Big Data: Principles and best practices of scalable realtime data systems

Nathan Marz

Language: English

Pages: 328

ISBN: 1617290343

Format: PDF / Kindle (mobi) / ePub

Summary

Big Data teaches you to build big data systems using an architecture that takes advantage of clustered hardware along with new tools designed specifically to capture and analyze web-scale data. It describes a scalable, easy-to-understand approach to big data systems that can be built and run by a small team. Following a realistic example, this book guides readers through the theory of big data systems, how to implement them in practice, and how to deploy and operate them once they're built.

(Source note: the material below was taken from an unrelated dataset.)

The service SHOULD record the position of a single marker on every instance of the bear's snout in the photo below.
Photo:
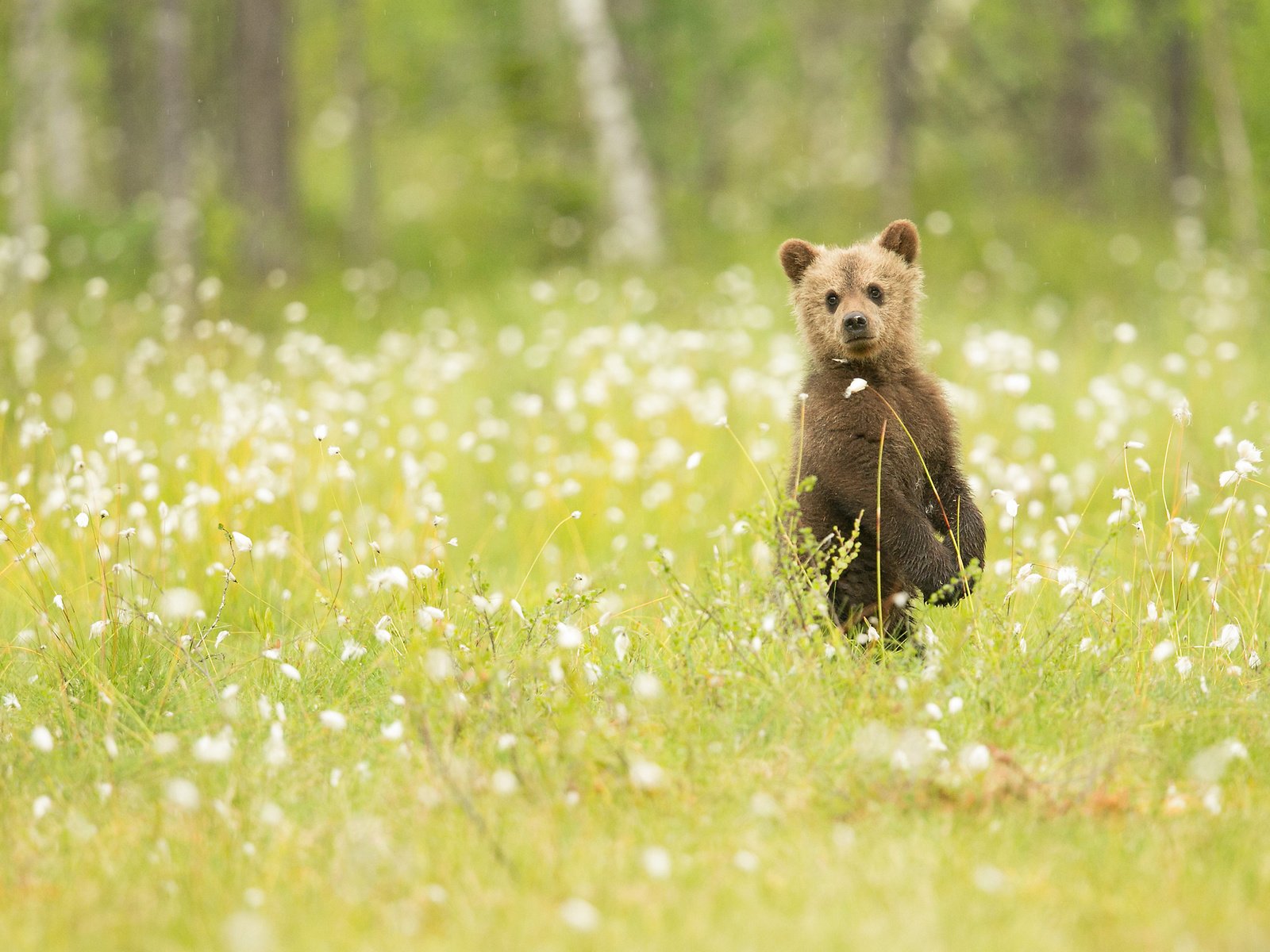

Purchase of the print book includes a free eBook in PDF, Kindle, and ePub formats from Manning Publications.

About the Book

Web-scale applications like social networks, real-time analytics, or e-commerce sites deal with a lot of data, whose volume and velocity exceed the limits of traditional database systems. These applications require architectures built around clusters of machines to store and process data of any size, or speed. Fortunately, scale and simplicity are not mutually exclusive.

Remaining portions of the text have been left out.